Création d’un boîtier d’alimentation-commandé

Cette partie du projet fût sans doute la partie qui se rapproche le plus du milieu de l’ingénierie, car nous avons dû créer un boitier qui permet d’alimenter un moteur en 9 volts ainsi que de changer sa direction et sa vitesse. Pour ce faire nous étions épaulé par M. Verron, qui nous a lancé sur plusieurs pistes. L’une de ces pistes a été notre point de départ ; l’obtention d’une plaque Arduino Uno qui permet de contrôler des composants électroniques. Nous avons donc ensuite acheté et trouvé les autres pièces nécessaires (potentiomètre, bouton, câble, boitier 6 piles) et nous avons pu commencer le montage. Avant de tester notre circuit électronique et d’estimer sa taille pour de construire la structure du boitier, nous avons utilisé une breadboard où nous avons pu tester tous ces branchements ainsi que notre code. Cette plaque Arduino permet de contrôler des composants électroniques mais pour ce faire il faut bien sûr écrire un code qui lui dise quoi faire !

Lorsque nous avons fini tous ces tests nous nous sommes lancés dans la création de la structure du boitier, pour ce faire nous avons décidé de modéliser notre pièce sur SolidWorks, un logiciel de CAO. Une fois les pièces définies sur ce logiciel nous les avons imprimées grâce à une imprimante 3D. Cela à pris environ 15 h !

A ce stade il ne nous restait plus qu’une étape, mettre le circuit électronique dans le boitier vide et assembler tout le circuit de manière définitive en soudant fils et composants avec de l’étain. Cette méthode de soudage à l’étain est très pratique et très répandue, elle nous a permis de souder tout nos composants ente eux par l’intérim de fils conducteurs.

Le boitier est donc maintenant fini et nous allons pouvoir l’utiliser pour alimenter le moteur qui animera nos figures.

Boitier terminé

Réflexion sur la motorisation des structures

En ce qui concerne la motorisation, nous avons réaliser différentes structures animées par un moteur électrique, qui s’est révélé être le plus pratique en raison de sa rotation régulière et constante. De plus, ce type de moteur offre une puissance suffisante mais aussi variable, grâce au boitier que nous avons réalisé, pour faire fonctionner une grande diversité de figures.

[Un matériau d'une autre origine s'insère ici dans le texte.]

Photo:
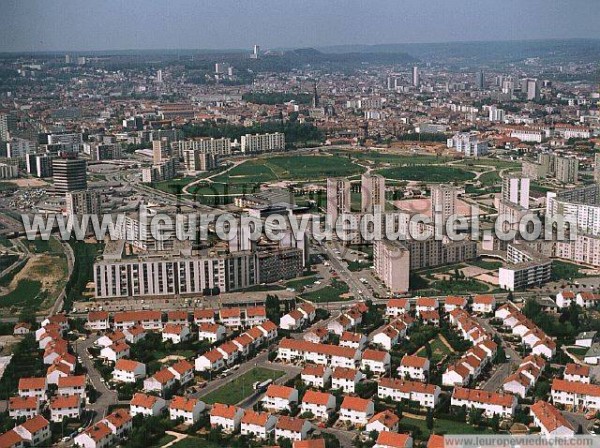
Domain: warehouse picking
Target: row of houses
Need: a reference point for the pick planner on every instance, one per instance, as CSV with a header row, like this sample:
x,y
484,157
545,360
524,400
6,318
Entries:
x,y
291,350
298,318
470,366
526,376
586,299
228,353
531,335
153,320
482,303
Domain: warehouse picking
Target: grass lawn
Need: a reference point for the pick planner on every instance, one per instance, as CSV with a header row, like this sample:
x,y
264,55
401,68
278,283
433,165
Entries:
x,y
300,283
303,167
241,387
438,350
330,293
163,440
433,173
195,442
485,264
579,352
561,270
395,159
27,292
443,427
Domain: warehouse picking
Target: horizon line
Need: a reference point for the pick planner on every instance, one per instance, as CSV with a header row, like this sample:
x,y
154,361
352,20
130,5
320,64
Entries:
x,y
286,48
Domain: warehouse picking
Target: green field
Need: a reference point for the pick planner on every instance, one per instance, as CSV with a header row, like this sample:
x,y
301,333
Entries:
x,y
241,387
308,168
195,442
380,158
27,293
300,283
438,350
485,264
433,173
441,426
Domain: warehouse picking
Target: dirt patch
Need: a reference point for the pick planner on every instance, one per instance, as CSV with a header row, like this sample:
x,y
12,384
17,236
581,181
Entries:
x,y
49,270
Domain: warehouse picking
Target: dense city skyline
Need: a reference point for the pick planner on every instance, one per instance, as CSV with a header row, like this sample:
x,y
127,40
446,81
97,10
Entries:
x,y
71,26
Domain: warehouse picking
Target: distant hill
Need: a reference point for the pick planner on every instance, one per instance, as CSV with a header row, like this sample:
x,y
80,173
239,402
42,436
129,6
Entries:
x,y
484,52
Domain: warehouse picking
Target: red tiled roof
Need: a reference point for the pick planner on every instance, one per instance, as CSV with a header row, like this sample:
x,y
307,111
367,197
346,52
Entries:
x,y
393,440
355,403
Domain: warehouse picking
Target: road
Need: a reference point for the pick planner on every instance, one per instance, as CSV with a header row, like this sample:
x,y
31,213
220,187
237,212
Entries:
x,y
357,289
505,369
106,397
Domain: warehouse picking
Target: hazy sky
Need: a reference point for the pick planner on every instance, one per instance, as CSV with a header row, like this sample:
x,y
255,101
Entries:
x,y
31,25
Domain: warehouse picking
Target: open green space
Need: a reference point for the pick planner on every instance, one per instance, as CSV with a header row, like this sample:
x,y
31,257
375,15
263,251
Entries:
x,y
26,294
562,270
486,264
241,387
195,442
309,168
499,164
395,159
299,283
433,173
329,293
442,426
438,350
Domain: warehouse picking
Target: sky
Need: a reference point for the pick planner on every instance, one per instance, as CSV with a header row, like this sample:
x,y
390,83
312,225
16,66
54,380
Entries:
x,y
85,25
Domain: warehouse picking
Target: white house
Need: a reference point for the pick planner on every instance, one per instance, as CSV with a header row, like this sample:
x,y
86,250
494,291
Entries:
x,y
35,431
484,303
489,402
565,298
188,409
183,371
550,420
98,435
316,375
72,385
387,439
387,337
454,302
346,379
353,340
211,332
320,404
356,411
146,405
376,361
577,372
27,407
227,417
414,367
427,395
160,382
128,371
204,316
98,321
176,333
119,422
384,421
258,424
65,406
294,320
115,351
33,387
396,307
279,398
210,361
426,304
292,428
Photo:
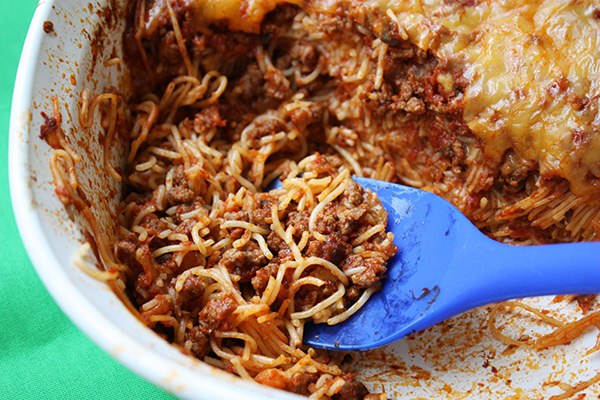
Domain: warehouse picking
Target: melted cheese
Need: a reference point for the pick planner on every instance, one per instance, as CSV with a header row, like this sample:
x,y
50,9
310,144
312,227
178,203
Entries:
x,y
239,15
534,72
533,68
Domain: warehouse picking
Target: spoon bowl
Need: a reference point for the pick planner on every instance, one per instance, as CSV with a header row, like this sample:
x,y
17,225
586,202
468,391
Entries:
x,y
445,266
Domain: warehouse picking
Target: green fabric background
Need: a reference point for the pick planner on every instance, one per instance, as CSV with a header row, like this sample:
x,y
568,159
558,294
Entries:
x,y
42,354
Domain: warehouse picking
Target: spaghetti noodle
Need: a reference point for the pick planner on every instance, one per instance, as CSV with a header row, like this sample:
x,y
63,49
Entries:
x,y
315,92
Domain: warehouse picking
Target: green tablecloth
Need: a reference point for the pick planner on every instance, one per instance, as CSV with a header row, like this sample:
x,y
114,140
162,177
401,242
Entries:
x,y
42,354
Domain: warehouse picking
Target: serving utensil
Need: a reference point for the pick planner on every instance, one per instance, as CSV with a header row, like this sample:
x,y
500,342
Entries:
x,y
445,266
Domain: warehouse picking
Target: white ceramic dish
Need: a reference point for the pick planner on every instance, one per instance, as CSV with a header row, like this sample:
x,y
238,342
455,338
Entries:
x,y
456,359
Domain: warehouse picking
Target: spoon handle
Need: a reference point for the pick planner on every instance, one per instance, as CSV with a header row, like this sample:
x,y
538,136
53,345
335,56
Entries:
x,y
497,272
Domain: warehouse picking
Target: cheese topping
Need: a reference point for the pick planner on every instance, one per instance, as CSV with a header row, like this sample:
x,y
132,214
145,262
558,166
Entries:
x,y
239,15
533,68
534,72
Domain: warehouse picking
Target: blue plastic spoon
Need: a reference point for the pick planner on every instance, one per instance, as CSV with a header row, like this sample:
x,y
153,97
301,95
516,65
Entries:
x,y
445,266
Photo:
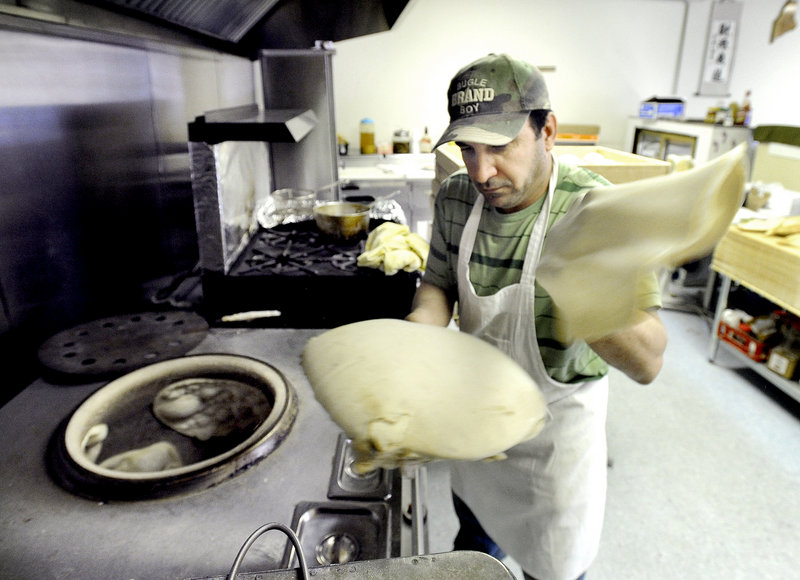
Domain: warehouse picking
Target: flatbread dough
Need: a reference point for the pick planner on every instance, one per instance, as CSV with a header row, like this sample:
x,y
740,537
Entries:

En ce qui concerne un nouveau mode de motorisation, nous avons trouvé la solution du moteur à friction. Ce moteur est alimenté manuellement en compressant un ressort pour le charger. Cette action comprime donc un ressort qui, une fois relâché, produit un mouvement de rotation. Ce mouvement généré par ce moteur est similaire à celui du moteur électrique, mais il est beaucoup moins pratique en raison de son manque de puissance. De plus ce mouvement n’est pas fluide, au contraire il est explosif et rapide car le ressort se décompresse rapidement et brusquement.

Ensuite, nous avons envisagé une troisième solution de motorisation, mais après plusieurs recherches infructueuses, nous avons conclu que la solution résidait dans l’énergie manuelle. Nous avons donc simplement ajouté une poignée à la figure “Hoberman Mechanism 2” que nous n’arrivions pas à faire tourner avec un moteur. Nous avons adapté la figure en lui ajoutant une poignée pour la tenir à la main et la faire tourner manuellement.

Figure “Hoberman Mechanism 2”

Création de structures différemment motorisées

Nous avons abouti à trois structures différemment motorisées.

La première figure est “Slithy Toves“. Elle consiste en plusieurs branches qui se tiennent sur une base munie d’engrenages. Cette figure est assez impressionnante car les branches s’entrecroisent constamment mais ne se bloquent jamais dans leur rotation. Pour mettre en mouvement cette structure, nous avons utilisé le “Servomoteur moyen EV3 LEGO Mindstorm” qui est un moteur avec une puissance moyenne permettant de faire une rotation de manière simple.

La seconde figure réalisée est le “Regular Isocahedron“. Nous avons choisi de faire une figure de plus grande ampleur afin d’utiliser le “Grand servomoteur EV3 LEGO Mindstorms” qui fournit une puissance plus importante et permet donc de soutenir une plus grosse structure. Cette figure est composée de deux éléments : la base et la balle. La base nous a demandé beaucoup de réflexion car il fallait mettre en mouvement six roues à l’aide d’engrenages et faire en sorte que la balle puisse tenir dessus sans s’échapper. Une fois cette étape et la balle finie, nous avons pu mettre en mouvement le moteur ce qui a permit à la balle de tourner sur elle-même tout en restant en place sur la base.

Figure “Regular Isocahedron”

Enfin, la dernière figure que nous avons réalisé est le “Hoberman Mechanism 2“. Après avoir tenté de la mettre en mouvement avec différents moteurs, nous avons décidé d’utiliser l’énergie manuelle. Ainsi, nous avons placé une manivelle en dessous pour permettre aux engrenages de faire s’ouvrir et se fermer la rosasse.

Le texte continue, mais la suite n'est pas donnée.